De alguna manera, mis hermanas adoptivas, Beth y Sue, no están en ninguna foto y están desaparecidas. Esto es lo único que me molesta de este artículo que me permite viajar tan fácilmente al pasado. Una máquina del tiempo cubierta de plástico, cortesía de mi madre adoptiva, que se fue hace mucho tiempo, junto con mi abuela y mi madre.
Con el marco viene más que imágenes, más que yo a las tres. Es un recordatorio de mi pasado, mi historia de origen. Yo era la niña acogida por una mujer que ya tenía tres hijos propios. Aquel cuya madre y padre lucharon contra las adicciones a las drogas para no poder cuidar de ella ni de su hermano.
Es un recuerdo de la mujer que se convirtió en mi madre, sin darme a luz, sin compartir mi sangre. Mientras mi abuela tiraba fotos para ocultar u olvidar el pasado, mi madre adoptiva documentaba mi infancia. Estoy agradecido, especialmente ahora después de su muerte.
En la década de 1970, registrar los momentos de la vida era un proceso arduo.

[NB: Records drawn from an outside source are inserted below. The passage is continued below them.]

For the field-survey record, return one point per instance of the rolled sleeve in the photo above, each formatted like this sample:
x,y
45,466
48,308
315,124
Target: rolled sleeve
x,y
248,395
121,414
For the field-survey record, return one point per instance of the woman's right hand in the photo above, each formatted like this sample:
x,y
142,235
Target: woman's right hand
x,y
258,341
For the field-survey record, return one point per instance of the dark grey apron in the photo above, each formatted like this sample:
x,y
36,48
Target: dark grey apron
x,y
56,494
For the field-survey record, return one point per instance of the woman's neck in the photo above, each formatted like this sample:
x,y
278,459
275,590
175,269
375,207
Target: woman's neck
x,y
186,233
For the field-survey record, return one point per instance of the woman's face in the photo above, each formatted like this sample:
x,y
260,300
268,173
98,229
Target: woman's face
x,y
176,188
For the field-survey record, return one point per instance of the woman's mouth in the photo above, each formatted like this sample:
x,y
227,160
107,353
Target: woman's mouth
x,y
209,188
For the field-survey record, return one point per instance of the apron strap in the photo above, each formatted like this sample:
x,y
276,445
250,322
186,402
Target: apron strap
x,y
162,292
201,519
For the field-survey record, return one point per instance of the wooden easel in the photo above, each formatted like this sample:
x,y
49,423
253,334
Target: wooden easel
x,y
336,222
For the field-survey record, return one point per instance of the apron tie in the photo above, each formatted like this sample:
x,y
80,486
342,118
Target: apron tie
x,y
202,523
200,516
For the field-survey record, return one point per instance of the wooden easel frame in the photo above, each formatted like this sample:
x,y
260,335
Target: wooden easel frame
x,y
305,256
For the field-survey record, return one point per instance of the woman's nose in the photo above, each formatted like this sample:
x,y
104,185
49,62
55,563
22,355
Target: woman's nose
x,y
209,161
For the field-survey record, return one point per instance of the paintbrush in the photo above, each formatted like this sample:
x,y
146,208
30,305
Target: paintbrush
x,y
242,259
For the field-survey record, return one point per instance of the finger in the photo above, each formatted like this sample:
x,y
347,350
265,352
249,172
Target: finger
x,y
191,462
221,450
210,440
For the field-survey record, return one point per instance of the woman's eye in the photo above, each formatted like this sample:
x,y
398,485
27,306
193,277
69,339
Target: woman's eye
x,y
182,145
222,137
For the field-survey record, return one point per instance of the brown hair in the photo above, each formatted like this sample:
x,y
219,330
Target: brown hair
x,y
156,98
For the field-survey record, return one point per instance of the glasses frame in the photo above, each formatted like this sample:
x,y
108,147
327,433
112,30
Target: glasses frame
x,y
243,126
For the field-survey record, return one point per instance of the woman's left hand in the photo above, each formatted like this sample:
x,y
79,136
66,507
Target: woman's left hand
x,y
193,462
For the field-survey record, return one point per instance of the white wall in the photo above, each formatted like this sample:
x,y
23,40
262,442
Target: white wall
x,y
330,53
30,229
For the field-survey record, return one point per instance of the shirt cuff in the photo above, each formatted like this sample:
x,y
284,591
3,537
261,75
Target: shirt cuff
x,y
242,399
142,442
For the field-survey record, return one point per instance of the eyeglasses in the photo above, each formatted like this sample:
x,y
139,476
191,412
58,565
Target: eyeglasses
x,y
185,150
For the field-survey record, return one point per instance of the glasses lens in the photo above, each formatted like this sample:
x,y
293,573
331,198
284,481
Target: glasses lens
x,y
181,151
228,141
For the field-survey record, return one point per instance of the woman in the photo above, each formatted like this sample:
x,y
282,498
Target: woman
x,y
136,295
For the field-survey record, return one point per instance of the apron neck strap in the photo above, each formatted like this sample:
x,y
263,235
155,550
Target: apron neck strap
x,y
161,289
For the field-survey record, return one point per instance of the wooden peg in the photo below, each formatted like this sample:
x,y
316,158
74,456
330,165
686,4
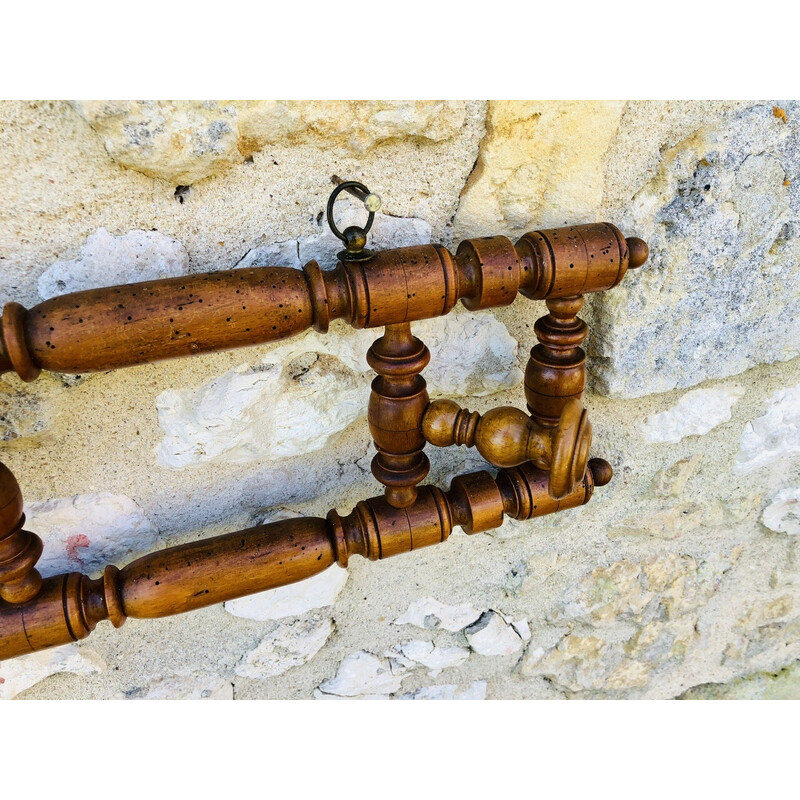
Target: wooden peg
x,y
506,436
19,549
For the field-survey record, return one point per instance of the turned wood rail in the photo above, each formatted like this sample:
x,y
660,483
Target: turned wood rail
x,y
543,455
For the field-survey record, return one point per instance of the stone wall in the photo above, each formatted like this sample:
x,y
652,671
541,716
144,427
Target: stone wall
x,y
680,579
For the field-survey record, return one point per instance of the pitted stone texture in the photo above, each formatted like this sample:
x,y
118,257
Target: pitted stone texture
x,y
767,633
783,513
178,141
449,691
363,673
491,635
185,141
386,233
273,412
721,216
289,645
86,532
59,185
774,437
429,613
432,656
184,687
293,600
664,520
627,621
357,125
24,410
781,685
541,165
696,413
307,391
19,674
107,260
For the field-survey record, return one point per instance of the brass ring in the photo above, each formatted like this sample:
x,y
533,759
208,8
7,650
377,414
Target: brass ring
x,y
342,187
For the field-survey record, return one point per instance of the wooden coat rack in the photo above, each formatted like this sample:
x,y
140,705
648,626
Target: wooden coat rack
x,y
542,455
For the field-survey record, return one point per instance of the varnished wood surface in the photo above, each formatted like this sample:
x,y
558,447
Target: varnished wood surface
x,y
120,326
543,456
198,574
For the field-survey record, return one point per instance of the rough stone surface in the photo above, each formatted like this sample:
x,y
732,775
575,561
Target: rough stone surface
x,y
105,260
449,691
673,578
434,657
363,673
429,613
541,165
491,635
86,532
696,413
289,645
720,213
782,685
659,601
306,392
783,513
178,687
19,674
774,436
185,141
292,600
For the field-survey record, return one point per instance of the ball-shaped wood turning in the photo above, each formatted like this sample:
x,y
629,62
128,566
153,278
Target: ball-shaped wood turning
x,y
19,549
507,436
638,251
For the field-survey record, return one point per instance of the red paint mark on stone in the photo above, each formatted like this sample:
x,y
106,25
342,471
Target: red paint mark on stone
x,y
73,543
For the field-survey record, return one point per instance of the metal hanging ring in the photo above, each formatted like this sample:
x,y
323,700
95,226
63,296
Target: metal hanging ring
x,y
347,186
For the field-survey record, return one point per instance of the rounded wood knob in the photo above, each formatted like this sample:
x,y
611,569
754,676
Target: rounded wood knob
x,y
638,251
19,549
570,454
506,437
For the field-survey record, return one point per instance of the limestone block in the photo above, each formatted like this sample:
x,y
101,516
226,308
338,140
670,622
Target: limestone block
x,y
540,165
363,673
289,645
783,513
178,141
184,141
432,656
768,631
696,413
246,414
721,216
87,531
429,613
308,390
475,691
387,233
781,685
355,125
293,600
19,674
774,436
491,635
627,621
180,687
106,260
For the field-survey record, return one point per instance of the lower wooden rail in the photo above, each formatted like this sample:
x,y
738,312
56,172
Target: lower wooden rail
x,y
68,607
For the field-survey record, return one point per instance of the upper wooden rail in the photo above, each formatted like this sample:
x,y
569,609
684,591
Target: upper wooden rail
x,y
101,329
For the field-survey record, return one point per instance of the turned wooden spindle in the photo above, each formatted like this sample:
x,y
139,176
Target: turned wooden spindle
x,y
396,405
19,549
139,323
190,576
507,436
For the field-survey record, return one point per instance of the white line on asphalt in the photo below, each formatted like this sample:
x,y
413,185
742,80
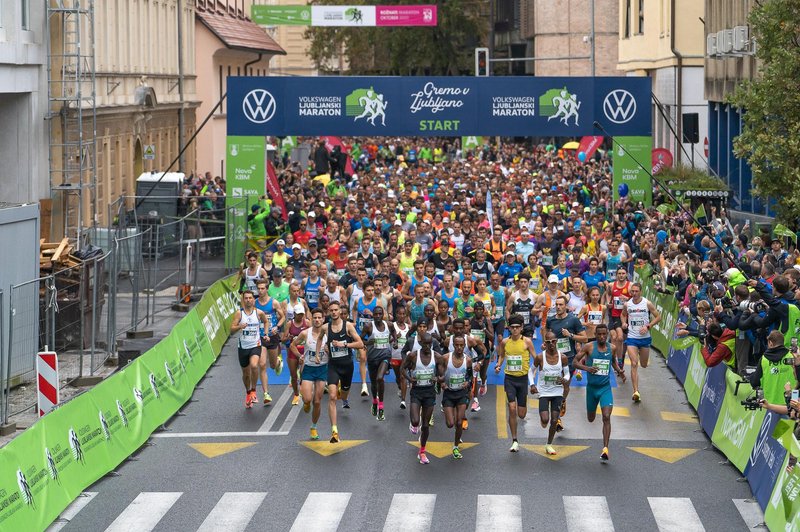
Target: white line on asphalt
x,y
499,512
72,510
321,512
750,511
232,512
410,512
587,514
144,513
215,434
675,514
277,406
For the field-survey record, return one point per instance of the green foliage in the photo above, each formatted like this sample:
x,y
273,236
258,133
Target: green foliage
x,y
447,49
770,139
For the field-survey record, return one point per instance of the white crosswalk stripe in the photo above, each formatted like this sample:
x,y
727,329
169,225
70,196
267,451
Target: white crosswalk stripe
x,y
675,514
233,512
321,512
144,513
588,514
408,512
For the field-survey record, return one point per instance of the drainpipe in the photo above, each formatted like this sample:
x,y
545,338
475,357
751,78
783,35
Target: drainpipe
x,y
678,83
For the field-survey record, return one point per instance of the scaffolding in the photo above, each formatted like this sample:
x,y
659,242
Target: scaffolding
x,y
72,115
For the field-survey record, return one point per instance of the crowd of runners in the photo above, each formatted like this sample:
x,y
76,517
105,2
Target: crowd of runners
x,y
409,267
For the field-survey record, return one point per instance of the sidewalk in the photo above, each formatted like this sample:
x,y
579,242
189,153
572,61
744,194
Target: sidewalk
x,y
69,363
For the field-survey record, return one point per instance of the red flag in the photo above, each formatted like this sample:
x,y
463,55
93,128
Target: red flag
x,y
274,190
332,142
589,145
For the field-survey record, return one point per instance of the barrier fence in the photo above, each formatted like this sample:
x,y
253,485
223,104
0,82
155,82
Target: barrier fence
x,y
760,444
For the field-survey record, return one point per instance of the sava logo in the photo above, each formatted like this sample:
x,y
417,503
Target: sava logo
x,y
75,445
154,386
51,464
24,488
104,425
122,417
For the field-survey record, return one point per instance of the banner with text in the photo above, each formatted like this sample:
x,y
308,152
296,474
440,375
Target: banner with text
x,y
443,106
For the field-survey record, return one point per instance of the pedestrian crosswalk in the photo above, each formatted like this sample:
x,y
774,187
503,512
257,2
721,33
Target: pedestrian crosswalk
x,y
413,512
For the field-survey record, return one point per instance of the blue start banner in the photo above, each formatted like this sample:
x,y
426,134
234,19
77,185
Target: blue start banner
x,y
439,106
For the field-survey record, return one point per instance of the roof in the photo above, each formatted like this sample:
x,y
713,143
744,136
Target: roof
x,y
238,32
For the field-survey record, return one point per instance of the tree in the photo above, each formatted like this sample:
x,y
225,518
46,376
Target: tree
x,y
770,138
446,49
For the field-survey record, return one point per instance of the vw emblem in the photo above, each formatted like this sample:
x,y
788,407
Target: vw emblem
x,y
259,106
619,106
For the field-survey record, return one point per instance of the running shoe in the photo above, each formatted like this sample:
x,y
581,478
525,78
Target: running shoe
x,y
476,406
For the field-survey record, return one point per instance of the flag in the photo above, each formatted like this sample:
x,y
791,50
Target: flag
x,y
782,230
274,190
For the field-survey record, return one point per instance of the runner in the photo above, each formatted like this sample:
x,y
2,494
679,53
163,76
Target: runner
x,y
249,320
342,337
553,373
638,317
315,367
380,340
516,351
595,359
270,337
420,370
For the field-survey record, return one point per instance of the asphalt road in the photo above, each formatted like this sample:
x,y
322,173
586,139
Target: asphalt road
x,y
221,467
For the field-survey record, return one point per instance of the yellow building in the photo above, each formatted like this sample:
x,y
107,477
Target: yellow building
x,y
665,40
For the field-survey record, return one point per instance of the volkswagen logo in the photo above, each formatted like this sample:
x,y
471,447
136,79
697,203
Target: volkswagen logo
x,y
258,106
619,106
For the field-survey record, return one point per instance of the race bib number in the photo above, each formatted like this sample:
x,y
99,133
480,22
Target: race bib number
x,y
602,365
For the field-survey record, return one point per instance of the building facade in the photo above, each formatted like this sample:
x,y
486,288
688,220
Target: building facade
x,y
664,40
726,64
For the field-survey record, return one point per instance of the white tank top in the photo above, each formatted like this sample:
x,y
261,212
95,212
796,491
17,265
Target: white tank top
x,y
638,317
547,378
250,336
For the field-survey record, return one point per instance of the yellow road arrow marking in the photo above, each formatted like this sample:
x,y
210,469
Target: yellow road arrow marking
x,y
564,451
440,449
326,448
665,454
212,450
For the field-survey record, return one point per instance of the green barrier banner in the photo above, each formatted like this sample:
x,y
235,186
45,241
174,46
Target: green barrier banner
x,y
45,468
737,429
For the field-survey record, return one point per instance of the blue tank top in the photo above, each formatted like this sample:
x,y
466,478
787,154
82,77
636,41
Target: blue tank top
x,y
602,360
312,294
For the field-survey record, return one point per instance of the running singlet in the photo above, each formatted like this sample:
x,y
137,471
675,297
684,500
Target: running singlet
x,y
518,360
251,336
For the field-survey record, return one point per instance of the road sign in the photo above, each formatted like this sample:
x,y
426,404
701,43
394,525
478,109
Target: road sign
x,y
47,381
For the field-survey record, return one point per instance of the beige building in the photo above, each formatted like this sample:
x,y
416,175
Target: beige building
x,y
227,44
664,39
563,28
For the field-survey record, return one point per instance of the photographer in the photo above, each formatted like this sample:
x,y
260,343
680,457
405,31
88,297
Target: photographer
x,y
775,370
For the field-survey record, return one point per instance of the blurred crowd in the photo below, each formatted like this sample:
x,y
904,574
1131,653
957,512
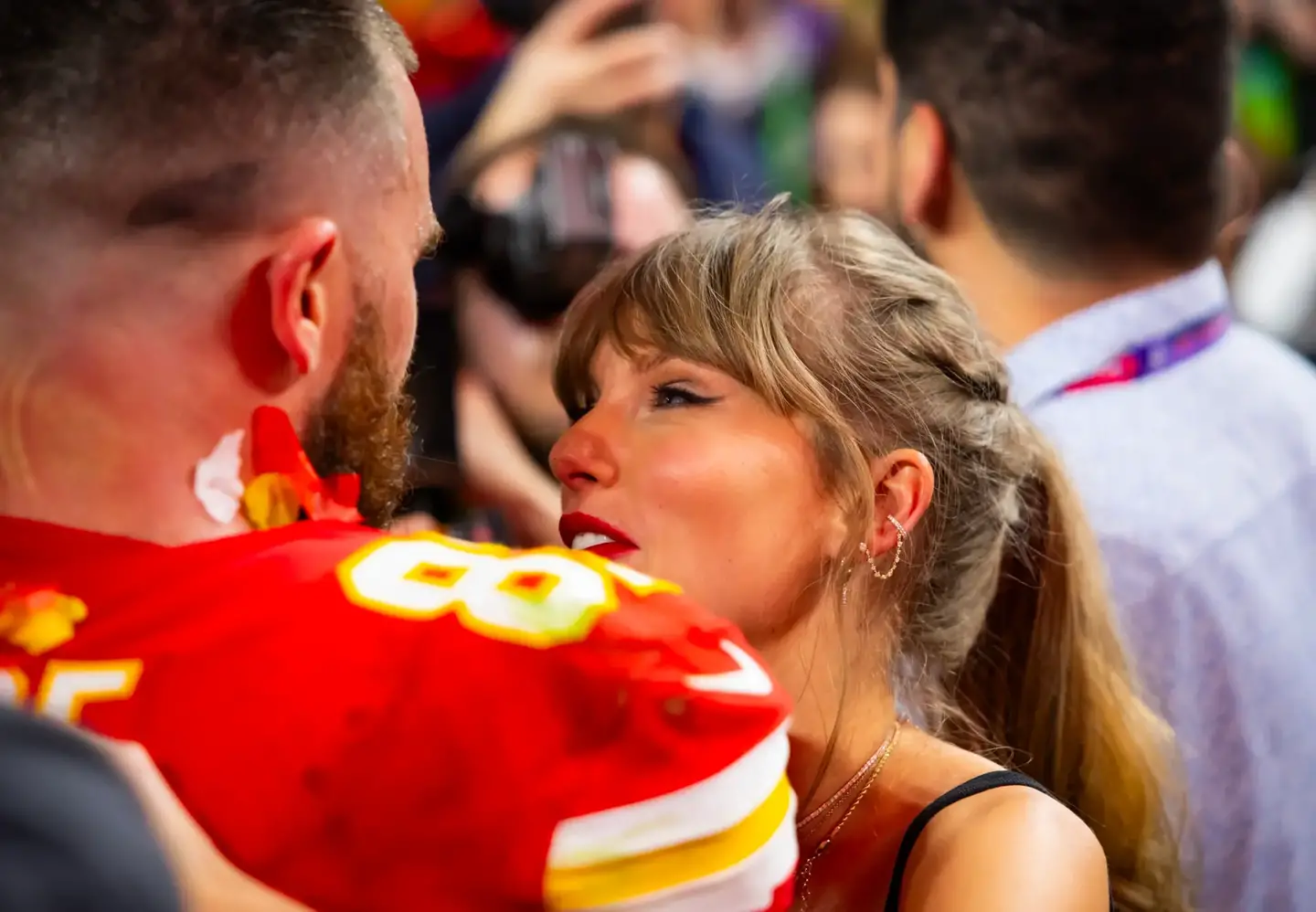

Primero, Esther tomó las fotografías, lo que significó comprar película, cargar la cámara y luego revelar las imágenes. Recuerdo ir a las cabinas de fotos Kodak locales en las plazas comerciales de mi juventud. Dejaríamos la película en un sobre y se la daríamos al asistente. Días después volvíamos como si hubiera pasado una eternidad para saber qué imágenes se habían revelado.
Una vez reveladas las imágenes, Esther habría comprado el marco. Esto probablemente se hizo en uno de nuestros viajes a la tienda donde examinó los pasillos mientras fumaba un cigarrillo y buscaba ofertas.
Cuando volvimos a casa, me imagino que colocó las fotos sobre la mesa de la cocina, las pegó con cinta adhesiva y luego las fijó en el marco protector de plástico duro. Antes las etiquetaba con la fecha y el lugar como, "la bodega" o la hora, "La Ventisca del 78".
Puedo escuchar el sonido de la cinta mientras saca la última parte del rollo y maldice, enojada porque tendrá que dejar su proyecto a un lado y continuarlo otro día. Huelo el humo de su cigarrillo mientras se mezcla con el perfume de la marca Avon, un ligero aroma empolvado que todavía oleré cuando esté en la universidad a fines de la década de 1990, mucho después de su muerte por un tumor cerebral que crece agresivamente y que los médicos descubren demasiado tarde. . No recuerdo el nombre del perfume ni el tipo de tumor.
Estas fotos y los recuerdos que guardan como regalos son mi érase una vez. Cuando estaba viva, Esther me contó sobre cada uno, obsequiándome con historias de quién fui alguna vez. Cada imagen es una instantánea de una época en la que la vida era menos complicada de lo que es ahora. A menudo miro estas fotos cuando necesito consuelo. En ellos encuentro seguridad y un recordatorio de que una vez pertenecí a alguien como mis hijos ahora me pertenecen a mí.
El marco agrietado necesita ser reemplazado. Su cuerpo de plástico está roto por los años de uso y los muchos cambios que ha soportado siguiéndome a la universidad, a mi primer apartamento y, finalmente, a la casa de mis sueños.
Cada imagen cuenta una historia.
Si bien sé que es hora de cambiar las imágenes a un nuevo álbum o marco de collage, no puedo. Con todo lo que ha cambiado en mi vida, especialmente desde la pandemia, esto debe permanecer sin cambios.
No es solo un collage de imágenes con recuerdos, es un hilo de mi pasado. Es una herramienta que utilizo para contarles a mis hijos sobre mi madre, una mujer que nunca conocieron. También es una forma de que vean quién era su madre, una vez, y es una forma de compartir mi vida con ellos y crear otra generación de recuerdos.
Así recuerdo que tuve una madre aunque no fuera mía por sangre y biología y que ella me amaba lo suficiente como para preservar mi infancia, nuestro pasado, para que pudiera conservarlo para siempre.